Sahra war einiges gewohnt. Flügelkämpfe, persönliche Angriffe, Verleumdungen... aber dass man ihr jetzt das miese Wahlergebnis der Linken in die Schuhe schob war einfach unglaublich. Auf welchem Parteitag wurde eigentlich der Beschluss gefasst sie zum Sündenbock für all die Dinge zu erklären, die in der Partei schief liefen?

„Sollen wir dir etwa dankbar sein? Scheiße, seit Jahren bringst du uns nur noch negative Schlagzeilen ein. Du bist sowas wie ein AfD-Idol geworden! Alle zwei Tage lese ich irgendwas von Hufeisentheorie und ob ‚Frau Zarenknecht' jetzt endlich zu Chrupalla und Weidel übergelaufen ist", warf Jan ihr vor.

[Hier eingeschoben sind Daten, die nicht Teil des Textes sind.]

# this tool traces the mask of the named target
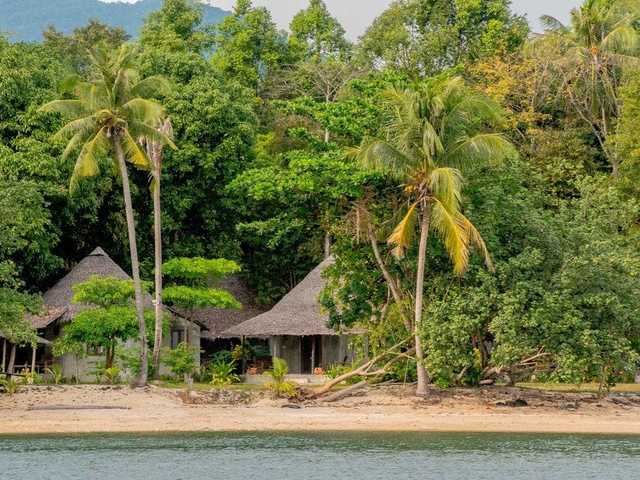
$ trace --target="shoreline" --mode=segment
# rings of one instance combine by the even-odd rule
[[[224,405],[184,404],[177,392],[166,389],[35,388],[13,397],[0,396],[0,435],[404,432],[640,436],[640,405],[585,399],[576,410],[565,410],[529,399],[527,407],[515,408],[468,395],[448,395],[442,400],[420,401],[397,392],[376,392],[336,404],[287,405],[261,398]]]

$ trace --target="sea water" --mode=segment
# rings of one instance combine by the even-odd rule
[[[640,437],[211,433],[0,437],[7,480],[640,479]]]

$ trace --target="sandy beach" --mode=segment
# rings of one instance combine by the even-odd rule
[[[178,392],[157,387],[38,386],[0,396],[0,434],[367,430],[640,435],[635,399],[493,391],[419,400],[405,393],[374,391],[332,404],[228,399],[231,405],[209,403],[206,393],[194,396],[203,403],[186,404]],[[510,405],[514,396],[527,405]]]

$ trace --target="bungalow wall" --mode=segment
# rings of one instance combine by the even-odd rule
[[[271,354],[282,358],[289,373],[310,374],[316,367],[334,363],[350,363],[354,353],[349,349],[348,335],[273,336],[269,339]],[[313,356],[313,362],[312,362]]]
[[[162,339],[162,347],[174,348],[172,344],[172,332],[184,332],[184,325],[186,321],[181,318],[174,318],[171,324],[171,328],[168,335],[165,335]],[[64,327],[63,327],[64,328]],[[184,334],[183,334],[184,335]],[[198,351],[194,353],[193,358],[196,361],[196,365],[200,367],[200,326],[191,323],[189,328],[189,343],[198,347]],[[183,336],[181,337],[183,338]],[[125,344],[125,348],[135,347],[137,342],[129,341]],[[93,373],[96,365],[100,362],[104,362],[104,355],[87,355],[85,357],[77,358],[73,354],[66,354],[58,359],[56,363],[59,363],[62,367],[63,376],[70,380],[71,378],[78,377],[80,382],[95,382],[96,377]],[[117,362],[117,359],[116,359]],[[171,371],[164,364],[160,365],[160,375],[171,375]]]

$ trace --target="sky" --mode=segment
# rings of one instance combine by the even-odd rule
[[[106,2],[137,0],[103,0]],[[216,7],[231,10],[236,0],[204,0]],[[393,0],[324,0],[331,13],[340,20],[351,40],[362,35],[371,22],[380,15]],[[534,30],[540,31],[538,19],[541,15],[552,15],[565,23],[572,8],[582,0],[511,0],[514,12],[526,15]],[[271,10],[280,28],[286,29],[293,16],[309,4],[309,0],[253,0],[256,6]]]
[[[364,33],[371,22],[382,13],[392,0],[325,0],[333,15],[340,20],[352,40]],[[235,0],[208,0],[208,3],[230,10]],[[308,5],[308,0],[254,0],[254,5],[271,10],[274,20],[281,28],[287,28],[293,16]],[[548,14],[566,21],[572,8],[581,0],[512,0],[513,10],[526,14],[534,29],[537,19]]]

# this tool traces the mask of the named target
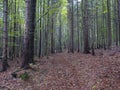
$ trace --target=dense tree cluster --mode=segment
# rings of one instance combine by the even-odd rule
[[[2,71],[8,59],[120,45],[120,0],[0,0]]]

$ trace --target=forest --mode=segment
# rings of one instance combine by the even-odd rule
[[[120,0],[0,0],[0,90],[120,90]]]

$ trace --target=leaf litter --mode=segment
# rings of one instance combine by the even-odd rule
[[[64,52],[36,59],[35,71],[26,70],[27,81],[11,76],[20,64],[10,61],[10,69],[0,73],[0,90],[120,90],[120,52],[100,53]]]

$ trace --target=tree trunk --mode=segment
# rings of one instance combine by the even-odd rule
[[[120,0],[118,0],[118,29],[119,29],[119,46],[120,46]]]
[[[3,58],[2,58],[2,69],[1,71],[6,71],[9,67],[7,62],[7,48],[8,48],[8,0],[3,1],[3,14],[4,14],[4,30],[3,30]]]
[[[23,61],[21,68],[29,68],[29,63],[33,63],[34,57],[34,31],[35,31],[36,0],[26,0],[26,22]]]
[[[80,52],[80,34],[79,34],[79,5],[78,5],[78,0],[77,0],[77,36],[78,36],[78,48],[77,52]]]
[[[14,36],[13,36],[13,45],[12,45],[12,60],[15,57],[15,41],[16,41],[16,29],[17,29],[17,24],[16,24],[16,0],[14,1]]]
[[[62,52],[62,21],[61,21],[61,13],[60,13],[60,16],[59,16],[59,23],[60,23],[60,26],[59,26],[59,52]]]
[[[54,5],[54,0],[53,1],[51,1],[51,5]],[[52,13],[52,20],[51,20],[51,29],[52,29],[52,31],[51,31],[51,53],[55,53],[55,39],[54,39],[54,17],[55,17],[55,14],[54,13]]]
[[[84,0],[84,53],[88,54],[89,52],[89,26],[88,26],[88,0]]]
[[[69,52],[74,53],[74,12],[73,12],[73,0],[68,0],[68,27],[70,30],[70,40],[69,40]]]
[[[107,14],[107,19],[108,19],[108,49],[111,48],[111,43],[112,43],[112,39],[111,39],[111,13],[110,13],[110,0],[107,0],[107,9],[108,9],[108,14]]]

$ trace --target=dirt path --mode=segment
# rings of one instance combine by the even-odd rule
[[[48,84],[51,90],[120,90],[116,77],[120,61],[115,56],[62,53],[54,55],[51,62],[52,74],[48,74],[52,77]]]
[[[75,87],[69,88],[68,90],[92,90],[95,88],[97,81],[97,63],[87,57],[84,60],[80,59],[80,56],[76,55],[58,55],[55,57],[56,64],[62,67],[62,70],[66,70],[65,73],[71,74],[71,77],[68,77],[68,83],[73,83]],[[98,64],[99,65],[99,64]],[[94,67],[95,66],[95,67]],[[55,68],[55,67],[54,67]],[[57,75],[57,74],[56,74]],[[66,85],[67,86],[67,85]]]
[[[94,62],[80,59],[74,54],[58,54],[51,59],[51,79],[48,87],[53,90],[92,90],[96,84]],[[54,79],[53,79],[54,78]],[[54,84],[53,81],[54,80]],[[57,88],[56,88],[57,87]]]

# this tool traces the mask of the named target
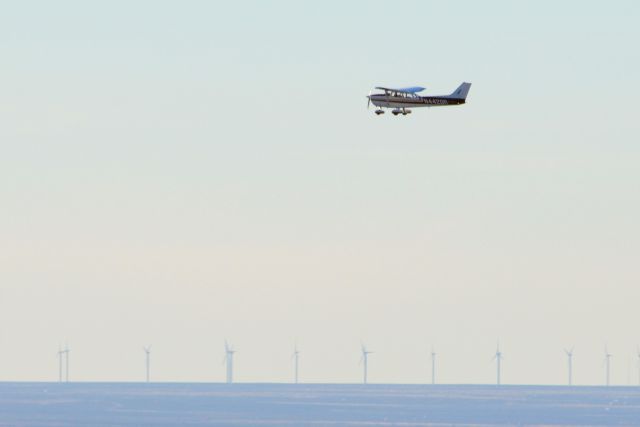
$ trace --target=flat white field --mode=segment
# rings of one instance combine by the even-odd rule
[[[0,426],[639,426],[640,387],[0,383]]]

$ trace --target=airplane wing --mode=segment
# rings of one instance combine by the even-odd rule
[[[398,89],[390,88],[390,87],[376,87],[379,90],[388,90],[390,92],[401,92],[401,93],[418,93],[422,92],[426,88],[420,86],[412,86],[412,87],[402,87]]]

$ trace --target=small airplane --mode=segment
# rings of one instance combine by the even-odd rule
[[[471,83],[462,83],[451,95],[420,96],[418,93],[425,90],[425,88],[420,86],[400,89],[376,87],[375,89],[383,90],[384,93],[372,95],[372,89],[371,92],[369,92],[369,96],[367,96],[367,98],[369,98],[367,108],[373,103],[373,105],[378,107],[376,110],[377,115],[384,114],[382,108],[393,108],[391,113],[393,113],[394,116],[398,114],[406,116],[411,113],[410,108],[464,104],[467,100],[469,88],[471,88]]]

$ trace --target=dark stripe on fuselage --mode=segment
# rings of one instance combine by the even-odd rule
[[[401,96],[371,95],[371,101],[388,102],[407,105],[459,105],[465,100],[460,98],[443,98],[439,96],[421,96],[418,98],[404,98]]]

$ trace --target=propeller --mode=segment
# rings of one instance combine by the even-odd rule
[[[369,107],[371,106],[371,92],[373,92],[373,89],[371,89],[369,91],[369,96],[367,96],[368,101],[367,101],[367,110],[369,109]]]
[[[365,347],[364,344],[360,344],[360,349],[361,349],[361,352],[360,352],[360,364],[362,364],[362,362],[364,362],[364,358],[367,355],[373,353],[373,351],[367,350],[367,347]]]
[[[230,359],[229,355],[233,357],[233,353],[235,352],[236,351],[233,349],[232,346],[229,345],[227,340],[224,340],[224,358],[222,359],[222,364],[224,365],[227,362],[227,360]]]
[[[604,347],[604,359],[602,360],[602,366],[607,364],[607,359],[613,357],[613,354],[609,353],[607,346]]]

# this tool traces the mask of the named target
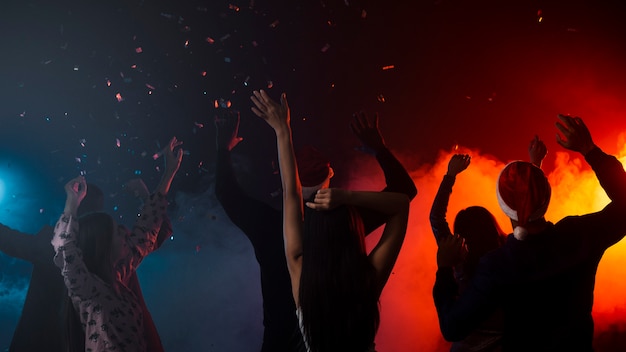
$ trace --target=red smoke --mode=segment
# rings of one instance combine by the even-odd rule
[[[626,134],[620,135],[620,146],[617,149],[621,149],[621,152],[617,156],[626,164],[624,136]],[[610,147],[607,146],[605,150],[615,150]],[[449,223],[452,224],[459,210],[481,205],[496,216],[506,232],[512,231],[510,221],[500,210],[495,196],[496,177],[510,160],[495,160],[491,156],[482,155],[480,151],[461,148],[441,152],[434,165],[412,171],[419,193],[411,203],[409,230],[403,249],[381,297],[382,322],[376,340],[378,351],[449,350],[449,344],[439,332],[431,294],[437,248],[428,213],[439,183],[447,171],[448,161],[454,153],[468,153],[472,161],[468,169],[457,176],[448,207]],[[554,161],[550,162],[551,165],[547,165],[549,160],[544,163],[552,185],[552,199],[546,214],[549,221],[556,222],[567,215],[598,211],[608,203],[608,197],[580,155],[564,149],[550,153],[554,153]],[[350,182],[350,188],[383,187],[382,172],[374,160],[360,160],[353,169],[359,171]],[[367,170],[369,175],[366,174]],[[380,231],[369,236],[368,244],[371,246],[379,236]],[[614,328],[626,323],[625,268],[626,241],[621,241],[607,250],[598,269],[594,304],[596,335],[611,326]]]

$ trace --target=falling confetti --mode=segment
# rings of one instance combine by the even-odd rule
[[[383,66],[383,71],[387,71],[387,70],[392,70],[396,68],[395,65],[387,65],[387,66]]]
[[[122,98],[122,95],[120,93],[115,94],[115,99],[117,99],[118,102],[122,102],[124,100],[124,98]]]

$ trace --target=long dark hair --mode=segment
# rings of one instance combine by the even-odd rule
[[[78,218],[76,245],[80,248],[87,270],[107,284],[113,284],[113,261],[111,259],[115,223],[103,212],[88,213]],[[65,322],[69,352],[85,350],[85,330],[70,296],[66,296]]]
[[[363,221],[352,207],[307,209],[299,303],[313,352],[366,351],[380,323],[375,269]]]
[[[480,258],[500,247],[506,241],[506,234],[489,210],[472,206],[459,211],[454,219],[454,233],[465,239],[467,257],[463,271],[468,278],[474,276]]]

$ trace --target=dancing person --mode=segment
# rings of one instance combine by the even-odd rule
[[[433,297],[448,341],[465,338],[501,308],[504,351],[593,351],[595,275],[604,251],[626,234],[626,173],[594,144],[582,119],[558,118],[557,143],[585,158],[611,201],[598,212],[549,222],[551,188],[543,171],[529,162],[508,163],[496,194],[513,234],[483,257],[458,297],[452,268],[462,238],[439,242]]]
[[[446,220],[448,202],[457,175],[467,169],[470,162],[468,154],[454,154],[448,162],[448,171],[441,180],[430,209],[430,225],[437,242],[452,236],[453,232]],[[480,258],[499,248],[505,242],[506,234],[493,214],[481,206],[470,206],[459,211],[454,219],[454,233],[464,240],[466,246],[463,260],[454,266],[454,276],[462,292],[471,282]],[[501,348],[502,314],[496,311],[466,338],[453,342],[450,351],[500,351]]]
[[[229,112],[216,119],[217,165],[215,194],[229,219],[248,237],[254,247],[261,273],[263,297],[263,343],[261,351],[301,351],[304,348],[294,303],[282,234],[281,210],[247,195],[237,182],[231,161],[231,150],[241,142],[238,136],[240,115]],[[417,189],[404,166],[387,148],[378,128],[378,117],[370,121],[357,114],[350,123],[362,150],[375,155],[385,176],[383,191],[415,197]],[[304,192],[313,195],[327,188],[334,175],[329,160],[316,148],[298,149],[298,170]],[[307,196],[307,198],[309,197]],[[383,224],[384,218],[368,209],[359,209],[365,218],[365,232]]]
[[[285,256],[307,350],[373,351],[379,298],[404,241],[409,198],[396,192],[323,188],[306,203],[304,215],[287,98],[283,93],[278,104],[263,90],[253,93],[252,111],[276,133]],[[385,218],[369,255],[356,206]]]
[[[182,160],[176,137],[166,147],[162,180],[132,231],[103,212],[77,217],[87,193],[83,176],[65,185],[65,208],[51,243],[68,291],[69,351],[147,351],[144,306],[128,287],[142,259],[155,248],[167,211],[166,195]],[[72,311],[73,308],[73,311]],[[82,336],[82,341],[80,336]]]

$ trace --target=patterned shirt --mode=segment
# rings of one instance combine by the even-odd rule
[[[153,194],[146,203],[132,231],[126,234],[125,255],[115,267],[118,289],[90,273],[76,246],[78,221],[63,214],[56,224],[52,245],[54,263],[61,274],[68,294],[79,313],[85,331],[85,351],[146,350],[143,338],[143,313],[137,296],[126,286],[130,275],[143,257],[154,249],[157,233],[165,216],[167,201]]]

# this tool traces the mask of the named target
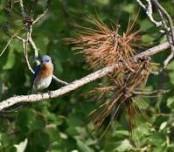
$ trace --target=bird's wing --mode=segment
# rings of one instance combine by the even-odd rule
[[[40,69],[41,69],[41,65],[37,65],[37,66],[34,68],[33,81],[35,80],[36,76],[38,75]]]

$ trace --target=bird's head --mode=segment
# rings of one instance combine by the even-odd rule
[[[52,63],[51,57],[48,55],[43,55],[40,58],[40,62],[41,64],[48,64],[48,63]]]

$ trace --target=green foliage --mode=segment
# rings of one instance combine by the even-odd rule
[[[26,11],[37,17],[46,7],[46,1],[25,1]],[[174,16],[173,2],[163,5]],[[55,64],[55,74],[71,82],[92,72],[84,58],[67,46],[63,39],[74,36],[75,24],[88,26],[89,16],[100,16],[110,26],[119,22],[125,31],[128,20],[133,20],[139,7],[133,0],[52,0],[45,18],[33,28],[33,39],[40,54],[49,54]],[[20,31],[25,36],[18,1],[0,1],[0,50],[7,41]],[[142,33],[140,48],[164,41],[158,29],[140,10],[135,25]],[[33,50],[29,49],[30,62]],[[162,63],[167,53],[154,57]],[[174,63],[158,76],[151,76],[149,88],[167,89],[169,92],[155,98],[138,100],[144,118],[137,120],[133,134],[129,134],[126,120],[119,116],[105,136],[100,138],[88,122],[88,114],[95,107],[95,100],[86,94],[97,83],[88,84],[63,97],[47,102],[12,107],[12,112],[0,113],[0,151],[14,152],[26,148],[26,152],[127,152],[127,151],[174,151]],[[32,74],[27,69],[21,41],[14,39],[0,57],[0,99],[18,94],[29,94]],[[59,88],[53,82],[50,90]],[[15,110],[16,109],[16,110]],[[124,115],[124,114],[122,114]],[[27,141],[26,143],[24,141]],[[26,145],[25,145],[26,144]],[[26,146],[26,147],[25,147]],[[15,148],[17,147],[17,148]]]

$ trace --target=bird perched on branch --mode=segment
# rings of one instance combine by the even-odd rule
[[[32,92],[38,92],[46,89],[51,84],[53,78],[54,66],[51,57],[43,55],[40,58],[40,65],[34,70],[34,81]]]

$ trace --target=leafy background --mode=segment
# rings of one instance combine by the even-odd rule
[[[162,4],[174,17],[174,1],[165,0]],[[35,18],[45,10],[46,1],[24,1],[24,5],[28,14]],[[53,58],[55,74],[71,82],[92,72],[84,57],[73,52],[63,41],[77,33],[78,28],[74,25],[88,26],[86,20],[90,16],[99,16],[110,26],[119,23],[123,32],[128,20],[133,20],[138,12],[136,28],[142,33],[141,49],[165,41],[134,0],[52,0],[46,17],[33,28],[33,39],[40,54],[48,54]],[[3,50],[11,35],[22,27],[19,2],[1,0],[0,50]],[[20,33],[21,36],[24,34],[24,31]],[[167,54],[166,51],[155,55],[153,59],[162,63]],[[32,49],[29,56],[32,62]],[[26,152],[174,151],[173,62],[160,75],[152,75],[148,81],[148,88],[167,89],[168,93],[155,98],[137,99],[146,117],[137,120],[132,136],[122,116],[113,122],[102,138],[93,130],[88,114],[94,109],[96,101],[87,98],[86,94],[98,83],[102,84],[102,81],[98,80],[47,102],[13,107],[1,113],[0,151],[22,152],[22,147],[26,147]],[[29,94],[31,85],[32,74],[27,69],[22,44],[14,39],[0,57],[0,99]],[[49,89],[59,87],[53,81]]]

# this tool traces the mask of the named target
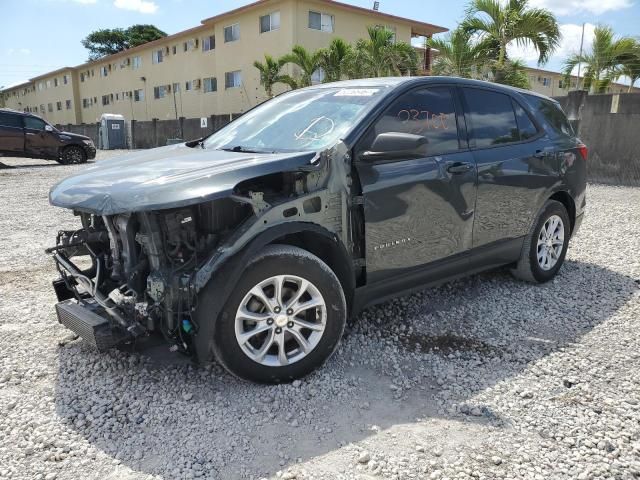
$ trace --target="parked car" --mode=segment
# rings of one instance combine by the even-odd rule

Immer die verdammte AfD-Keule. Die schwangen sie ihr gegenüber immer, wenn sie keine anderen Argumente mehr hatten und das war ziemlich häufig der Fall.
Sahra war nicht dumm. Sie wusste, dass ihre Meinung kontrovers war, aber sie würde jetzt nicht anfangen mit dem Strom zu schwimmen, niemals.

Ihrer Meinung nach hatte die Linke in den letzten Jahren ihre ursprünglichen Werte und Ziele vernachlässigt. Himmel, sie waren nur noch der schwache Abklatsch einer Arbeiterpartei. Rosa Luxemburg würde sich im Grab umdrehen.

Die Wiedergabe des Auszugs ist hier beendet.